よって,本規程においても,「過去の一定の時点」ではなく,「過去の一定の日」と規定するのが相当であると思料する。
2.第4条第1項第2号イ
【意見】
申出会社が申出に際して添付しなければならない書面として,「申出をする日における株主名簿の写し」とあるが,申出をする日におけるものに限定する必要はない。
【理由】
第2条にあるとおり,申出をするのは,「過去の一定の時点(日)」における申出会社の実質的支配者であり,株主名簿については申出の日におけるものに限定する必要はないと考える。例えば,株主名簿管理人を設置している株式会社等においては,申出の日における株主名簿を準備することが容易でない場合もあるであろうし,例えば,第2条第2号に規定される「過去の一定の時点(日)」前後から申出の日までの株主名簿であれば,許容するのが相当であると思料する。
3.第4条第1項第2号
【意見】
申出会社が申出に際して添付しなければならない書面として,イ~ハの3つが規定されているが,ニとして,その他の同様の情報が記載されている書面(あるいは情報)の添付を許容する規定を設けるべきである。
【理由】
イ~ハについては,申出会社の実質的支配者が誰であるのかを確認するための資料であると考えるが,イ~ハ以外の書面(情報)であっても,それらと同等の内容が記載されているものであれば,許容されるべきである。例えば,公開会社の事業報告には「株式に関する事項」(会社法施行規則第119条,第122条)の記載が必要であるが,法令により作成が義務付けられている書類であり,住所の記載は法定されていないものの,その記載から,他の書類と同様,所有株式数等が確認できることから,当該書類の該当部分の抜粋の写しに代表者が記名したもの等も認めるのが相当であると思料する。
4.第4条第2項第1号
【意見】
実質的支配者が上場企業等であることも想定されるが,その場合の添付書面も規定すべきである。
【理由】
例えば,犯罪による収益の移転防止に関する法律施行令第14条第5号の規定により上場企業及びその子会社は自然人とみなされ,実質的支配者として申出書に記載される場合も想定されるが,その場合の添付書面についても規定するのが相当であると思料する。
5.オンラインでの申出への対応
【意見】
申出については,電子情報処理組織(以下「オンライン」という。)や,添付すべき情報を電磁的記録により提供することを認めるべきである。
【理由】
申出については,商業登記の申請とあわせて行うケースも想定され,当該申請をオンラインで申請したにもかかわらず,前記申出は書面に限られるのであれば,利用者の利便性の観点からも問題であり,商業登記のオンライン申請の利用率の向上の観点からも適切ではないものと思料する。

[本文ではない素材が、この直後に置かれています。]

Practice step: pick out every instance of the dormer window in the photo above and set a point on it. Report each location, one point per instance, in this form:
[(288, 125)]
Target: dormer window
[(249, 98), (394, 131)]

また,添付する資料等については,書面であることを前提として規定されているが,オンラインのほか,申出書を書面で提出した場合であっても,添付する資料等については,電磁的記録により提供することも認めるべきであり,例えば,第6条において,申出書(代理人による場合にあっては,代理権限証書)に申出会社の代表者が商業登記所に提出している印鑑が押印されている場合を除き,本人確認書面の添付を要する旨が規定されているが,代理人による場合に,代理権限証明情報を電磁的記録で作成し,当該情報に商業登記電子証明書や公的個人認証電子証明書等により電子署名をした情報を電磁的記録により提供すること等も許容するのが相当であると思料する。